Zsh can print colored status text without hard-coding raw escape bytes in every command. Prompt-style color escapes keep short terminal messages readable and make it clear when a script is reporting a ready, warning, or error state.

The print builtin expands prompt sequences when it runs with -P. Adding -r keeps ordinary backslash text in the message from being treated as a print escape. Foreground color starts with %F{color} and returns to the terminal's default foreground with %f, so the color stays attached to the label instead of leaking into the rest of the line.
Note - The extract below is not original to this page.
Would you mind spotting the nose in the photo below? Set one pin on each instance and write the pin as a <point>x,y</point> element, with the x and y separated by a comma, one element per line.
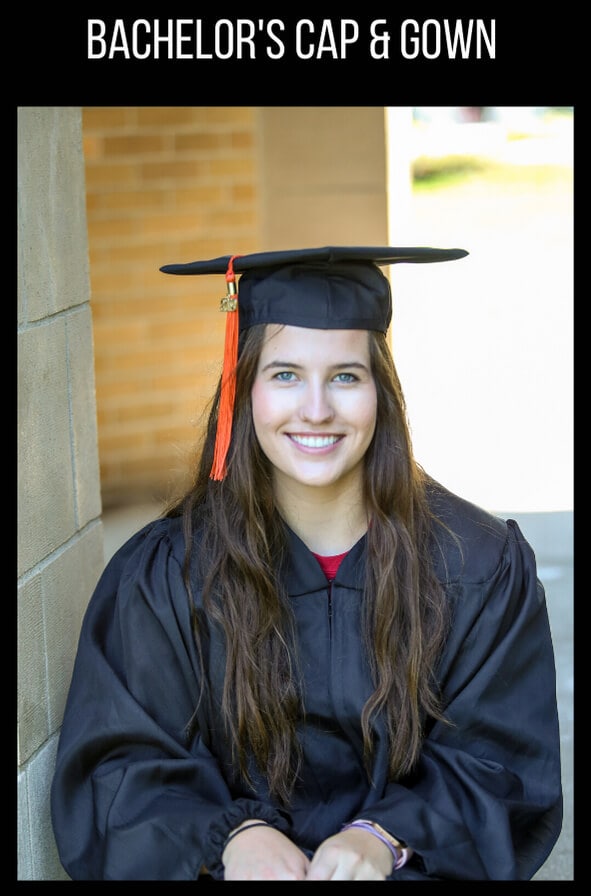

The same pattern fits interactive helpers and small Zsh scripts that need simple status output. It depends on terminal color support, and redirected output will still contain escape sequences unless the script adds a separate no-color path.

Steps to color output in Zsh:

  1. Open a Zsh terminal or the script that should print colored status messages.
  2. Print one colored line with prompt expansion.
    $ print -rP -- '%F{green}READY%f deployment check passed'
    READY deployment check passed

    The word READY appears green in a color-capable terminal. The -- separator prevents later message text that begins with a hyphen from being parsed as another print option.

  3. Create a small script with reset-wrapped labels.
    status-colors.zsh
    #!/usr/bin/env zsh
    print -rP -- '%F{green}READY%f deployment check passed'
    print -rP -- '%F{yellow}WARN%f review disk space'
    print -rP -- '%F{red}ERROR%f release blocked'

    green, yellow, and red are named foreground colors. Keep %f after the colored label so normal message text returns to the terminal's default foreground color.

  4. Check the script syntax.
    $ zsh -n status-colors.zsh

    No output from zsh -n means Zsh parsed the script without finding a syntax error.

  5. Run the script in a color terminal.
    $ zsh status-colors.zsh
    READY deployment check passed
    WARN review disk space
    ERROR release blocked

    The labels appear green, yellow, and red. The message text after each label should use the terminal's normal foreground color.

  6. Use a background color only when the label must stand apart from normal output.
    $ print -rP -- '%K{red}%F{white} ERROR %f%k release blocked'
     ERROR  release blocked

    %K{red} starts a red background, %k resets the background, and %f resets the foreground.

  7. Keep colored output out of plain-text logs and machine-readable output.

    ANSI color sequences are bytes in the output stream. Disable color when another command, log collector, or parser expects plain text.